Foto: Gustavo Rivera
Transcurría la Segunda Guerra Mundial. Herederos de una economía de plantación, a cambio del azúcar crudo, lo importábamos todo. Algunos antiguos palacios españoles, hoy restaurados, entonces almacenaban mercancías en los alrededores de los muelles y despedían la pestilencia causada por las cebollas y las papas en proceso de descomposición. El transporte marítimo priorizó, en convoyes destinados a evitar ataques submarinos, la entrega de recursos que demandaba una Europa involucrada en el conflicto bélico. Como consecuencia de ello, sufrimos la escasez de suministros. La ORPA, oficina encargada de regular la distribución de productos estratégicos, racionó la venta de gasolina, por lo cual algunos apelaron al llamado «carburante nacional» que utilizaba un significativo componente de alcohol. Escasearon los productos de aseo, la leche y la carne, tal y como lo describe Virgilio Piñera en un capítulo de acento costumbrista en La carne de René.
Foto: Eduardo Reyes
Durante la guerra, Estados Unidos instaló una base militar en las cercanías de La Habana. Tenía un club para oficiales en la esquina de Cuba y Peña Pobre. Los fines de semana, al anochecer, los vecinos cerraban prudentemente puertas y ventanas para evitar las vejaciones de quienes salían borrachos del Sloppy Joe’s, en espera de que la policía militar, con empleo de golpes y puntapiés, se ocupara de los más violentos.
Foto: Gustavo Rivera
Sin embargo, a pesar de nuestro modesto vivir, dependiente del «fiado» bodeguero, garrapateado con negrísimo carbón en las hojas de mugrientas libretas, estábamos en la periferia de La Habana profunda, que se extendía desde la zona portuaria hacia extensos territorios de la urbe. Allí se desahogaba la marinería al cabo de largas jornadas de abstinencia. Más allá, en las calles de La Habana, los ajustes de cuenta entre grupos en pugna se producían a tiro limpio.

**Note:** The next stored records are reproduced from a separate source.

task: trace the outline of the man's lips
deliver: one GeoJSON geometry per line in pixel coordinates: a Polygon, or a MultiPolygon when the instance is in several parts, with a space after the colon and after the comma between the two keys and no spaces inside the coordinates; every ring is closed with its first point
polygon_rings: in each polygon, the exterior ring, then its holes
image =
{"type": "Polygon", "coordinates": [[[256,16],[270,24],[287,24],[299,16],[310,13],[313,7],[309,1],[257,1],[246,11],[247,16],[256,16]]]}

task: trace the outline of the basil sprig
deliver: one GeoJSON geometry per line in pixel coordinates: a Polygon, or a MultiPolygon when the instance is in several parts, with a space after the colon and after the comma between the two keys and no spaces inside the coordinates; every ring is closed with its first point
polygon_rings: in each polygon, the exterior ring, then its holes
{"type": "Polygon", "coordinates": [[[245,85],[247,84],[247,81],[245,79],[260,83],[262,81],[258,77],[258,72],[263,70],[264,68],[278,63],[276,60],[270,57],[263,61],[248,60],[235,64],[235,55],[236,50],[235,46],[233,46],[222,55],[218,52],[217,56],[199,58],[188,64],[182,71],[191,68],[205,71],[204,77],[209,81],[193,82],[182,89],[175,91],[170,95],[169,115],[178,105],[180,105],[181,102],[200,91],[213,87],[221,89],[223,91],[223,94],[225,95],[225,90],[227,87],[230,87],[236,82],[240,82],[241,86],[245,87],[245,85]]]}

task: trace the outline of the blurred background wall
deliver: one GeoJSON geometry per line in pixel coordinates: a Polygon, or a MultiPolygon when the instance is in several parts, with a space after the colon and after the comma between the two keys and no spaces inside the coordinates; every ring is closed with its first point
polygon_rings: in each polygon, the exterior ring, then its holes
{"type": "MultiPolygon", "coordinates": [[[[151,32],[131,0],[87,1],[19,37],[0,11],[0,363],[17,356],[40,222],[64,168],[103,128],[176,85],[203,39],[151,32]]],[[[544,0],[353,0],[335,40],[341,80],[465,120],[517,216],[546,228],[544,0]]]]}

Al entrar en la Universidad mis horizontes se ensancharon. Desde la altura de la simbólica escalinata, la ciudad se extendía a mis pies, bañada en el espléndido colorido del crepúsculo. Aprendí en las aulas. Crecí en el debate de ideas que animaba la vida estudiantil, portadora de la memoria viva de una historia de combate, en diálogo con los acontecimientos que sacudían la América Latina.

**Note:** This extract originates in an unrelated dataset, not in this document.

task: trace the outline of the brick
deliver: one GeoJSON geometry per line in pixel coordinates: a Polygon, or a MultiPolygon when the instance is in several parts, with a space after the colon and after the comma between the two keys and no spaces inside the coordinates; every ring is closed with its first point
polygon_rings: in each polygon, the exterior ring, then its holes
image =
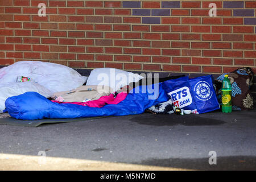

En la pequeña Guatemala, una revolución popular había intentado una tímida reforma agraria. El imperio se abalanzó con violencia extrema sobre el país inerme. Vivimos de cerca esa trágica experiencia. Habíamos conocido a algunos de aquellos jóvenes optimistas y confiados en un futuro mejor. Algunos cayeron, víctimas de la represión. Como ellos, también nosotros aspirábamos a construir un país, a forjar un proyecto de plena soberanía.
Foto: Gustavo Rivera
Los estudios de arte me enseñaron a descifrar los códigos de un universo edificado a lo largo de los siglos, memoria tangible atemperada al clima y al régimen de las brisas. Descubría las claves de un conjunto singular, hecho de las casas y de la gente que las habita, de su gestualidad, su vocerío y su comunicación afable. El amor a la ciudad creció cuando mis actos cobraron sentido en la dimensión más alta de un destino compartido con las grandes mayorías, en tanto partícipe, en mi tarea cotidiana, del empeño por refundar un país. Siento como propias sus lacerantes cicatrices.

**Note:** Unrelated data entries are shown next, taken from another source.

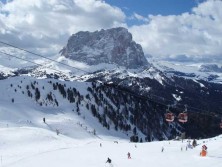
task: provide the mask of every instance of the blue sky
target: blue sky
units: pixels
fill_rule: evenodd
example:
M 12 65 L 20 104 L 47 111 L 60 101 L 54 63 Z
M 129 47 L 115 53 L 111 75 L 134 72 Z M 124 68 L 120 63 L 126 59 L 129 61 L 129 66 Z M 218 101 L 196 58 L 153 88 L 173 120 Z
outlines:
M 0 38 L 53 55 L 78 31 L 125 27 L 147 55 L 222 62 L 221 9 L 222 0 L 8 0 Z
M 117 6 L 128 16 L 137 13 L 141 16 L 148 15 L 180 15 L 191 12 L 193 7 L 205 0 L 105 0 L 106 3 Z M 142 24 L 138 20 L 127 19 L 129 26 Z

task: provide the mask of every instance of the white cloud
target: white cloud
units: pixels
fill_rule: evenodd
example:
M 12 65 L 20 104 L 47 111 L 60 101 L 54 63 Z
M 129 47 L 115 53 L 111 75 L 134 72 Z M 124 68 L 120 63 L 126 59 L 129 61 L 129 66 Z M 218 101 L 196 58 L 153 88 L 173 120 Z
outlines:
M 13 0 L 0 4 L 0 39 L 57 53 L 73 33 L 125 26 L 124 20 L 101 0 Z
M 164 59 L 222 60 L 222 1 L 209 0 L 192 13 L 148 17 L 130 27 L 146 54 Z

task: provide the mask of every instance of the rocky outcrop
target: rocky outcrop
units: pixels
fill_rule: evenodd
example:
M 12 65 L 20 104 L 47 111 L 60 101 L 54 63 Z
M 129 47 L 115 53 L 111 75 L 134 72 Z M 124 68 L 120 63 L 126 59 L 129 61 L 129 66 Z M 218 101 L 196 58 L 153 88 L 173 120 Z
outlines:
M 125 28 L 112 28 L 72 35 L 60 53 L 89 65 L 112 63 L 127 68 L 148 66 L 142 47 Z

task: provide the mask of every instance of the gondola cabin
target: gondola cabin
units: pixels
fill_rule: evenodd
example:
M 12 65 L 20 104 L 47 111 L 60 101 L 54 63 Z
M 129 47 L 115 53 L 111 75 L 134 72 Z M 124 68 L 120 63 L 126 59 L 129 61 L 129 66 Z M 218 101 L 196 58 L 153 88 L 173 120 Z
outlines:
M 165 119 L 166 119 L 167 122 L 173 122 L 174 118 L 175 118 L 175 116 L 171 112 L 168 112 L 168 113 L 165 114 Z
M 187 115 L 186 112 L 180 113 L 180 114 L 178 115 L 178 121 L 179 121 L 179 122 L 185 123 L 185 122 L 187 122 L 187 120 L 188 120 L 188 115 Z

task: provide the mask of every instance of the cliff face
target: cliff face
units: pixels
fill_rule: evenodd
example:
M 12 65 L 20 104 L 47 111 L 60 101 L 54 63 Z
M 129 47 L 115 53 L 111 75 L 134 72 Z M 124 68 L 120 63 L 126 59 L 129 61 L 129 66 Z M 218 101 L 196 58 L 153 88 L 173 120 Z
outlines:
M 111 63 L 127 68 L 148 66 L 142 47 L 125 28 L 72 35 L 60 52 L 63 56 L 89 65 Z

El aniversario de su nacimiento convoca al recuento y a la reflexión serena, al análisis crítico, a la superación de nuestras deficiencias y al rescate de nuestros mejores valores. Ante las amenazas agigantadas del imperio, es hora de la marcha unida en favor de la independencia conquistada y en el propósito de seguir haciendo un país cada vez más justo.